[cfe-commits] [PATCH][Review Request] Handle CXXForRangeStmt

Ted Kremenek kremenek at apple.com
Tue Oct 4 22:03:19 PDT 2011


Hi Jim,

I'm looking for a test case that shows that the analyzer clearly understands the semantics of that statement.  A good way to do that is two provide two test cases, one that generates an error and another that doesn't, with the one that doesn't utilizing some bit about the semantics of the statement.

Here would be a good example:

void test1() {
  int array[2] = { 1, 2 };
  int j = 0;
  for (auto i : array) { j += i; }
  
  int *p = 0;
  *p = 0xDEADBEEF;  // expected-warning {{null}}
}

void test2() {
  int array[2] = { 1, 2 };
  int j = 0;
  for (auto i : array) { j += i; }
  
  if (j == 3)
    return;

  int *p = 0;
  *p = 0xDEADBEEF;  // no-warning
}


Notice that the two tests are practically identical.  The two test cases are important because they serve cross-check each other.  The first test shows that the analyzer is basically working, even in the presence of the special for loop, but it doesn't rely on any specific semantics of that statement.
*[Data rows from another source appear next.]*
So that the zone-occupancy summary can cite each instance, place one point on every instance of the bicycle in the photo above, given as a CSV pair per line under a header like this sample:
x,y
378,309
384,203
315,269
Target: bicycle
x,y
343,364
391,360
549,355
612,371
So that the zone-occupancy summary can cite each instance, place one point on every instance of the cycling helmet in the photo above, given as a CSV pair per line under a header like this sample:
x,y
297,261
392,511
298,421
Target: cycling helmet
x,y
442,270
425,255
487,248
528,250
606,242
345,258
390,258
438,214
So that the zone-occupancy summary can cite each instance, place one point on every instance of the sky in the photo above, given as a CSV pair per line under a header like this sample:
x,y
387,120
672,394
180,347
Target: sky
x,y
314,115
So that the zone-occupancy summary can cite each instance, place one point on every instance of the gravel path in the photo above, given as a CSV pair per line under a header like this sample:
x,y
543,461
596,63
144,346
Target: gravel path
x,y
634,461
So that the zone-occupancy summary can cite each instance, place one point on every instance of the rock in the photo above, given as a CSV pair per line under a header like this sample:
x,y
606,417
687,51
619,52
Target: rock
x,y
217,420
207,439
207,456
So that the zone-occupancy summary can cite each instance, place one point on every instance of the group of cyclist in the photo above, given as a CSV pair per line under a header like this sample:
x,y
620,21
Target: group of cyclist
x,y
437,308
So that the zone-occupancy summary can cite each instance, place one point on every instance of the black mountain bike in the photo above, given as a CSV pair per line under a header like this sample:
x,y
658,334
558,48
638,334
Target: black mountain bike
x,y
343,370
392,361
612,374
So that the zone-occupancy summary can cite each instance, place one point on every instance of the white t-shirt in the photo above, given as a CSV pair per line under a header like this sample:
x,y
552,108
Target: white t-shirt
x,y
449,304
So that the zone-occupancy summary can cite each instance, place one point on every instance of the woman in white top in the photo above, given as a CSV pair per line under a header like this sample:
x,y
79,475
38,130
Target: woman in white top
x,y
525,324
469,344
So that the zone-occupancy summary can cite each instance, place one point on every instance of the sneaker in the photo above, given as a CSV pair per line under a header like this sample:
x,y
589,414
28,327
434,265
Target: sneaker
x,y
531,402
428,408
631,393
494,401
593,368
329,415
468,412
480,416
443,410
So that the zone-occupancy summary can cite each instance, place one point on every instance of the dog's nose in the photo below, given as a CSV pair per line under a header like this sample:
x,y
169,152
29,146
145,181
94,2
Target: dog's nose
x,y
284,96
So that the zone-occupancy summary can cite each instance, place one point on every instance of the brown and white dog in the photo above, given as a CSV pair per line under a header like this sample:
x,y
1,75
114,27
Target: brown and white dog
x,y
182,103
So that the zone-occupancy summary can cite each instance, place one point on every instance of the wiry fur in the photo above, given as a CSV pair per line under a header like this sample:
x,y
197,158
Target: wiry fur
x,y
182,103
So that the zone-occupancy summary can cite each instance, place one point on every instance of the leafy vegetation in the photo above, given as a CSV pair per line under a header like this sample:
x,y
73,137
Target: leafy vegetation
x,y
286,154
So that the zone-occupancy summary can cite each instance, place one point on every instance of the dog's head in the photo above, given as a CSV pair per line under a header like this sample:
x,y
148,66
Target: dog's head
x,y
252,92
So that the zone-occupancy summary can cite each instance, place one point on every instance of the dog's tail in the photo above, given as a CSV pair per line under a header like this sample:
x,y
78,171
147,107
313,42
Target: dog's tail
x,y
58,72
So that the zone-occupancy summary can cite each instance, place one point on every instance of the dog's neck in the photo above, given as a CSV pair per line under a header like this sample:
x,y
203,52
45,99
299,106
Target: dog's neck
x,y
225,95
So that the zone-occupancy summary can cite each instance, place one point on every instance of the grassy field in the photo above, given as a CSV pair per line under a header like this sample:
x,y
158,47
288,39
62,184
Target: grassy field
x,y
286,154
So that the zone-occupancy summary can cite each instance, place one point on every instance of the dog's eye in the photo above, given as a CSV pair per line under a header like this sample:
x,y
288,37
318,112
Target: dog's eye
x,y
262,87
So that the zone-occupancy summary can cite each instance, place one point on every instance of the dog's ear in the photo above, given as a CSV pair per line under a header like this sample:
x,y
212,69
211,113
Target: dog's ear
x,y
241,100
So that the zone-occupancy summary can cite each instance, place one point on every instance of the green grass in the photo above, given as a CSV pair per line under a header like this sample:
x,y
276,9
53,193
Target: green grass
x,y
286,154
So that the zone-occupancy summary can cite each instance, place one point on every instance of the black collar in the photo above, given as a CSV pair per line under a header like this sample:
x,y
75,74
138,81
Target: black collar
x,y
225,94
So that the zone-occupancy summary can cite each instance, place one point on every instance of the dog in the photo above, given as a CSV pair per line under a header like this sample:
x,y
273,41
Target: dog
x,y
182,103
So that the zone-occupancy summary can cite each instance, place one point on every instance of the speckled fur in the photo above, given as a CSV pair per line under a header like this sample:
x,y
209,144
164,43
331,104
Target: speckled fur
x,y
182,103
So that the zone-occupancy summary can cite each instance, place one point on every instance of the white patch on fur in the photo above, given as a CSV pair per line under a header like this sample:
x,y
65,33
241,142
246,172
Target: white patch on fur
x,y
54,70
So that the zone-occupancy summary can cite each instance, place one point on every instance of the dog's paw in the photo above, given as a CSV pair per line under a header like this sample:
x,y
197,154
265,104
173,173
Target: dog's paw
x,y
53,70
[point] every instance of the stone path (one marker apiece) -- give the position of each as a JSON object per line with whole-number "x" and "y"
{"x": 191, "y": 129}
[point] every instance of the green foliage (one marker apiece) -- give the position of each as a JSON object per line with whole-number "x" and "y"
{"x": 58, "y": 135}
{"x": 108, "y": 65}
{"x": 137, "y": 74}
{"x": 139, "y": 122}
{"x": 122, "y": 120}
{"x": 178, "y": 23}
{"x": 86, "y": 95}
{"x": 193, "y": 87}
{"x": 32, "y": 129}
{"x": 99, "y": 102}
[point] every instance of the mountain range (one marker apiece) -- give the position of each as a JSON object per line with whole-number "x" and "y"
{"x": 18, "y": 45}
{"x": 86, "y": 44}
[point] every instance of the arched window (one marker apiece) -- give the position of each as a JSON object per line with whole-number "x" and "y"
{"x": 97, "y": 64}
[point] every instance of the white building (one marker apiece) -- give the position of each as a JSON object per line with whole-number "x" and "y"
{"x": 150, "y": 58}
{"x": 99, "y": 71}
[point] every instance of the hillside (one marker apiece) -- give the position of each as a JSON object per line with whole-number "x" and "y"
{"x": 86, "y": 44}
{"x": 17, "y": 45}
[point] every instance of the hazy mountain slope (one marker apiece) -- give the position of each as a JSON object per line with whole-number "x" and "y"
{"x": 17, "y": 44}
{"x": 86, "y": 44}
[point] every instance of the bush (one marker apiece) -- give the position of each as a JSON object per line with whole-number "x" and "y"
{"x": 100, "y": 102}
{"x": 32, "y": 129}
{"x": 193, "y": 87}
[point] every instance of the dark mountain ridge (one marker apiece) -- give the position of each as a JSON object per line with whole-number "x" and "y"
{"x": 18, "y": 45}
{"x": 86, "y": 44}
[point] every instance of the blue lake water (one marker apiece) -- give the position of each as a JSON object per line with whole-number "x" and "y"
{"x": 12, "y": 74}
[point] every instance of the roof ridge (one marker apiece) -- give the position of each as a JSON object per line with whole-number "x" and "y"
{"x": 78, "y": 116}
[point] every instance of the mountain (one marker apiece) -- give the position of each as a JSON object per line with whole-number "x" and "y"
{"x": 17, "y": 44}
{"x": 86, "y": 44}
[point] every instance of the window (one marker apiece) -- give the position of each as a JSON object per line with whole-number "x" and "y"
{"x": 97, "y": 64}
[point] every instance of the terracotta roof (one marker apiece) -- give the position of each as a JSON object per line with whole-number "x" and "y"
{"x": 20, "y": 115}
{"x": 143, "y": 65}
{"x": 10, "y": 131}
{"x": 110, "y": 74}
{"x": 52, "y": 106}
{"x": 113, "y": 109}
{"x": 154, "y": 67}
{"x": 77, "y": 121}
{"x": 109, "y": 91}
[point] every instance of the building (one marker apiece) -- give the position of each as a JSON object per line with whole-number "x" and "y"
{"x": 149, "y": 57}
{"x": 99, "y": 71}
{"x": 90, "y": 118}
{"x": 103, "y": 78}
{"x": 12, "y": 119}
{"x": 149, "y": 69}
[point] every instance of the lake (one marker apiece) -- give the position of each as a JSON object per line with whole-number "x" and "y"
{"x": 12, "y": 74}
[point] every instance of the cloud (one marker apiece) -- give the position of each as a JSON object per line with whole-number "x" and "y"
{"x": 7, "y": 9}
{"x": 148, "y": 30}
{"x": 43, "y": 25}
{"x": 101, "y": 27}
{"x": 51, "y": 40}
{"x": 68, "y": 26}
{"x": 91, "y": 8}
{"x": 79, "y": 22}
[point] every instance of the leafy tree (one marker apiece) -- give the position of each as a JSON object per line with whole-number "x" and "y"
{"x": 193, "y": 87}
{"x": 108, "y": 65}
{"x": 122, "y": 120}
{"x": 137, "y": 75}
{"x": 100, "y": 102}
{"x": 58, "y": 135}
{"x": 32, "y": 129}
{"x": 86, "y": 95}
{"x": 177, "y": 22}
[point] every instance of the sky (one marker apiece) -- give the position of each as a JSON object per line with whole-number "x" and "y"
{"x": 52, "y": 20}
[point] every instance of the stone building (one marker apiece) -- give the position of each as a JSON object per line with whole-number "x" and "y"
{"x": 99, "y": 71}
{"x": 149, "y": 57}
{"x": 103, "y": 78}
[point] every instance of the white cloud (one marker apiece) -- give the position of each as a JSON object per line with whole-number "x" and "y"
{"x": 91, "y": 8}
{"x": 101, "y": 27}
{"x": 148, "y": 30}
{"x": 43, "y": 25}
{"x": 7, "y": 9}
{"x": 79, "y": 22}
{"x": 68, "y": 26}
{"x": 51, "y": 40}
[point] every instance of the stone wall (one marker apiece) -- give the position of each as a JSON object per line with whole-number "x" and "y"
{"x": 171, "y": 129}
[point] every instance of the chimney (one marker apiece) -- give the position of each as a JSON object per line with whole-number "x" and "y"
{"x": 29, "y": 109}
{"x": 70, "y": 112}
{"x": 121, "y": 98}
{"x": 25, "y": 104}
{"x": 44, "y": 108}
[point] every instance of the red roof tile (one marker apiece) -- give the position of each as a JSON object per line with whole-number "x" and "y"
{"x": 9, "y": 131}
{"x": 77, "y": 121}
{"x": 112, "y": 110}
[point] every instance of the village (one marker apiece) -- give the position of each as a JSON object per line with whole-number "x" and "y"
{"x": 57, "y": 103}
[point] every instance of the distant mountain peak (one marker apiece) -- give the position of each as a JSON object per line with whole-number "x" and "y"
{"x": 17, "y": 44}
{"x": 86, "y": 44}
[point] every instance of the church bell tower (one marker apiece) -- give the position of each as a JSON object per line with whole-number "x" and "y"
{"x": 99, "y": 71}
Note that I also made the array small, to avoid any issues with exhausting the number of loop traversals.  In this case, we should explore every path.

The second test shows that we properly reason about the for loop in path-sensitive manner, which causes the warning to disappear.

If we omitted the first test, the second test would not validate our logic.  We could instead be missing a warning because we silently dropped the analysis of the function on the floor.

The test file to modify would be test/Analysis/misc-ps-cxx0x.cpp.

After applying this patch, I noticed that these tests do not pass, so the next step is to understand why.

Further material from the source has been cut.